Against my better judgment, I decided to get involved with the newest incarnation of Basecamp’s “diversity, equity, and inclusion” work. Basically: the work of recognizing each person as a whole human with our own set of individual strengths, development areas, lived experiences, and quirks in how we see the world. It was excruciating work and at the same time invigorating. Breaking down into bite-sized pieces how to exercise our voice as employees. We were just getting started with the DEI Council, just putting in place inclusive processes and structures for decision-making, with our first steering committee meeting to happen sometime later this month or early next.

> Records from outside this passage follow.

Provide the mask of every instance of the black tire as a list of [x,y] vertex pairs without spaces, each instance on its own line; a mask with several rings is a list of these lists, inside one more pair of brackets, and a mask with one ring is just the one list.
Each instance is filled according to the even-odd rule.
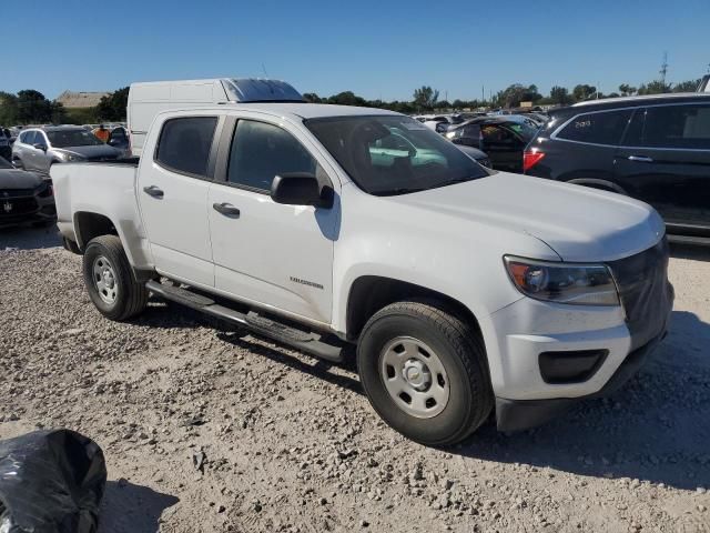
[[[396,338],[430,346],[446,370],[448,401],[433,418],[417,418],[395,403],[384,384],[381,358]],[[372,406],[395,431],[432,446],[456,444],[493,410],[486,351],[477,332],[454,314],[424,302],[397,302],[369,319],[357,346],[357,369]]]
[[[115,299],[109,303],[99,294],[94,281],[94,261],[105,258],[112,266],[113,280],[118,288]],[[84,284],[89,298],[104,316],[123,321],[141,313],[148,304],[148,289],[135,281],[129,259],[116,235],[101,235],[92,239],[83,255]]]

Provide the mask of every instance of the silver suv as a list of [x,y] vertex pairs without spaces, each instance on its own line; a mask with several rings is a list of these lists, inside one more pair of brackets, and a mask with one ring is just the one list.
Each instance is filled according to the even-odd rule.
[[49,173],[54,163],[111,161],[121,151],[97,139],[81,127],[53,125],[22,131],[12,145],[12,163],[26,170]]

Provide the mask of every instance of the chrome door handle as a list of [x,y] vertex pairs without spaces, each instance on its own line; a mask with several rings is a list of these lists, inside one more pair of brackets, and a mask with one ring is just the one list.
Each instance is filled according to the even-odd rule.
[[629,155],[629,161],[638,161],[639,163],[652,163],[653,159],[647,155]]
[[239,219],[241,214],[240,210],[231,203],[213,203],[212,209],[214,209],[217,213],[222,213],[225,217],[231,217],[233,219]]
[[163,190],[155,185],[144,187],[143,192],[153,198],[163,198]]

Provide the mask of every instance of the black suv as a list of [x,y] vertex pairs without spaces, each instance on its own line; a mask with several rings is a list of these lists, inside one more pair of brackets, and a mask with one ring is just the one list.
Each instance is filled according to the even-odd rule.
[[710,244],[710,93],[657,94],[550,111],[526,174],[650,203],[676,240]]

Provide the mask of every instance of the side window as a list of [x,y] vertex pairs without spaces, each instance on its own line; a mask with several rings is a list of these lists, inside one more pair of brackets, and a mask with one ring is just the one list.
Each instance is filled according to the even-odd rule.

Anyways, it appears your reaction to the pleas and asks to recognize that Basecamp already represents a diversity of experiences and that we want the company’s software and policies to do the same has once again been lacking and disproportionate. But what’s particularly disappointing is the direction of your reaction. The oppressive direction. The silencing direction.

Jason and David, I believe that your recent company policy changes are both terrible and redeemable. But to be redeemable, you first must recognize that you are a BIG part of the problem. That you too perpetrate the myth that some people deserve to oppress and repress others. Once you hold yourselves publicly self-accountable, then the next step is transparency. Show us all the warts along with the unblemished skin. And from there, we can go about healing Basecamp.

Wishing you clarity, compassion, and humanity,
Jane

A time comes when silence is betrayal.

Martin Luther King, April 4, 1967

It shouldn’t feel like an act of bravery for a teammate to say when something doesn’t feel right. It should feel like everyone’s expected duty.

Janice Burch, February 12, 2018 (link to full article)

Published April 27, 2021. Edited May 3, 2021 to add this context note: today is my last day as an employee at Basecamp. I have decided to leave as a result of the company policies Jason Fried and David Heinemeier Hansson put in place at Basecamp: policies, which in my opinion force the most marginalized employees to continue to disproportionately bear burden at work because we do not have the luxury of being able to compartmentalize our existence. Thank you to all those who have shared your words of solidarity and support. Until everyone feels safe and able to thrive at home, work, and in public, we must continue to raise our voices.